[proofplan]
The hypotheses are used through the existence of the central-path minimizer $x(t) \in C^\circ$ for each $t > 0$; uniqueness only makes this minimizer canonical, while the convergence argument uses only minimality and the lower bound on $\Phi$. We compare the central-path point $x(t)$ with interior feasible approximations of a fixed optimal solution. Since the optimal solution may lie on the boundary of $C$, convexity and nonempty interior allow us to approach it by points in $C^\circ$. The minimality of $x(t)$ for $F_t$ then gives an upper bound on $c \cdot x(t)$ whose error vanishes as $t \to \infty$. Passing to an accumulating sequence and using closedness of $C$ proves feasibility and optimality of the limit.
[/proofplan]
[step:Approximate an optimal solution by interior feasible points]
Define the optimal set
\begin{align*}
S^* := \{x \in C : c \cdot x = p^*\}.
\end{align*}
Choose an optimal point $x^* \in S^*$, which exists by hypothesis. Since $C^\circ \neq \varnothing$, choose $y \in C^\circ$. For $a \in \mathbb{R}^n$ and $\rho > 0$, write $B(a,\rho) := \{u \in \mathbb{R}^n : |u-a| < \rho\}$ for the open Euclidean ball of centre $a$ and radius $\rho$. For each integer $k \geq 2$, define
\begin{align*}
z_k := \left(1 - \frac{1}{k}\right)x^* + \frac{1}{k}y.
\end{align*}
We claim that $z_k \in C^\circ$ and $z_k \to x^*$ in $\mathbb{R}^n$.

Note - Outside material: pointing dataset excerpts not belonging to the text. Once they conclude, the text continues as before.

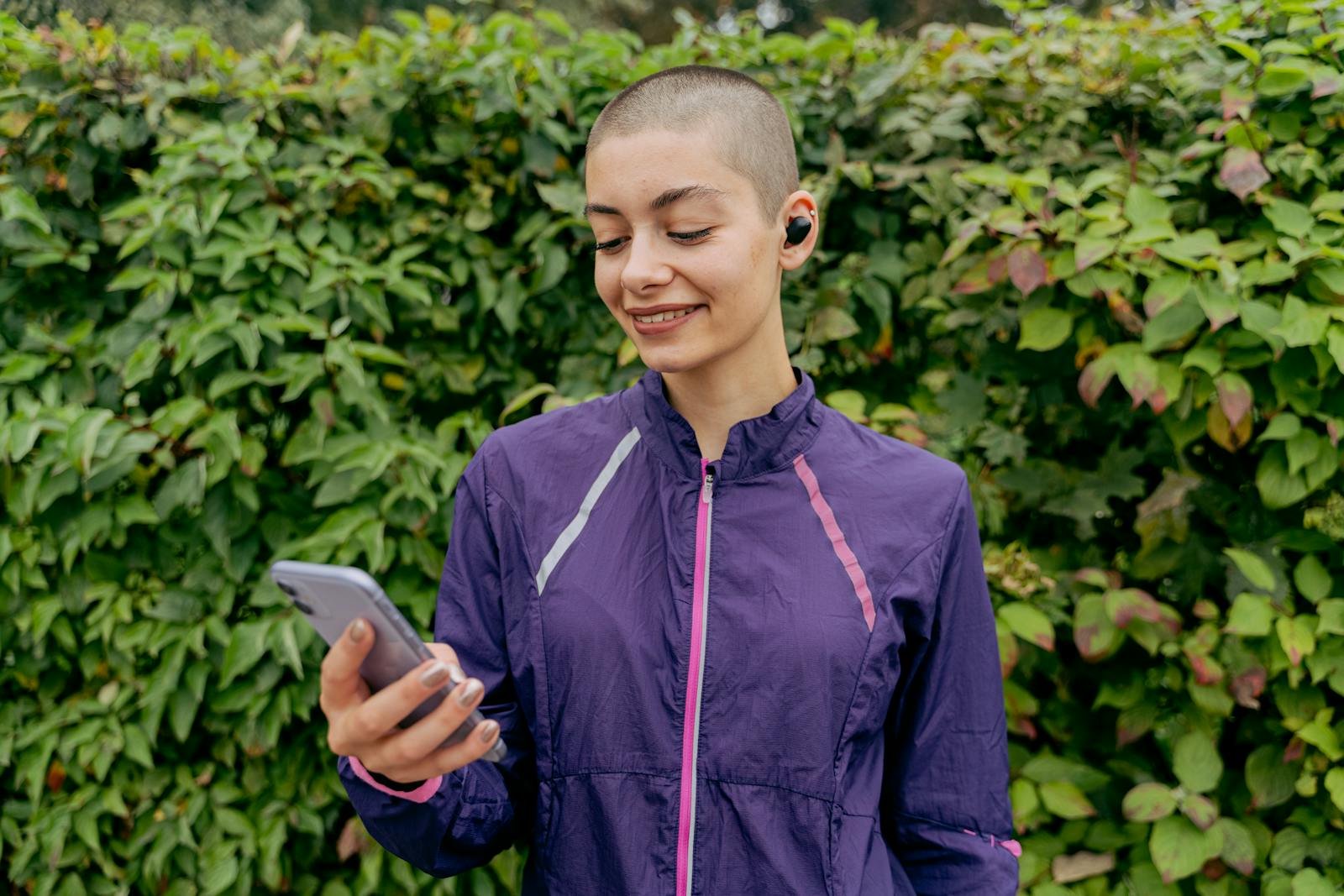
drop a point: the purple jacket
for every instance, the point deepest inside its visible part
(774, 672)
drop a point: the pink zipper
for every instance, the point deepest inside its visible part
(691, 725)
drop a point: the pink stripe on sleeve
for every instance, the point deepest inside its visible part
(837, 543)
(418, 795)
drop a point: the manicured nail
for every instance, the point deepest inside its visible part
(470, 691)
(434, 674)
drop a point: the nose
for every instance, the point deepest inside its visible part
(644, 265)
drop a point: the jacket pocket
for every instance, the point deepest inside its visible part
(859, 864)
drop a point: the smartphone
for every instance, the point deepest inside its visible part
(331, 597)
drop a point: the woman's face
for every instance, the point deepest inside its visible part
(705, 249)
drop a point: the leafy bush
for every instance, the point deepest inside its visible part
(266, 307)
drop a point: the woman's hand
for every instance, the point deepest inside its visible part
(365, 726)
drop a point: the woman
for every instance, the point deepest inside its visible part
(734, 642)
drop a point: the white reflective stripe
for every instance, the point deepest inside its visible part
(571, 531)
(699, 689)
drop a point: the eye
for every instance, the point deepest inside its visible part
(685, 238)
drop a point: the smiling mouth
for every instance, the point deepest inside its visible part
(664, 316)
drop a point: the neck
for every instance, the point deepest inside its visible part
(726, 391)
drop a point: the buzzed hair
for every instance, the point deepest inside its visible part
(750, 128)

Because $y \in C^\circ$, there exists $r > 0$ such that $B(y,r) \subset C$. Let $h \in \mathbb{R}^n$ satisfy
\begin{align*}
|h| < \frac{r}{k}.
\end{align*}
Then
\begin{align*}
z_k + h = \left(1 - \frac{1}{k}\right)x^* + \frac{1}{k}(y + kh).
\end{align*}
Since $|kh| < r$, we have $y + kh \in B(y,r) \subset C$. Also $x^* \in C$, and $C$ is convex, so $z_k + h \in C$. Hence
\begin{align*}
B\left(z_k,\frac{r}{k}\right) \subset C,
\end{align*}
proving $z_k \in C^\circ$. Finally,
\begin{align*}
z_k - x^* = \frac{1}{k}(y - x^*).
\end{align*}
Thus $z_k \to x^*$ as $k \to \infty$.
[guided]
The only reason for introducing the points $z_k$ is that the minimizing property of $x(t)$ is available only against competitors in $C^\circ$, while an optimal solution $x^*$ may lie on the boundary of $C$. We therefore move slightly from $x^*$ toward a fixed interior point.
Define the optimal set
\begin{align*}
S^* := \{x \in C : c \cdot x = p^*\}.
\end{align*}
Choose $x^* \in S^*$ and choose $y \in C^\circ$. For $a \in \mathbb{R}^n$ and $\rho > 0$, write $B(a,\rho) := \{u \in \mathbb{R}^n : |u-a| < \rho\}$ for the open Euclidean ball of centre $a$ and radius $\rho$. For every integer $k \geq 2$, define
\begin{align*}
z_k := \left(1 - \frac{1}{k}\right)x^* + \frac{1}{k}y.
\end{align*}
This is a convex combination of $x^*$ and $y$, but we need more than membership in $C$: we need membership in $C^\circ$.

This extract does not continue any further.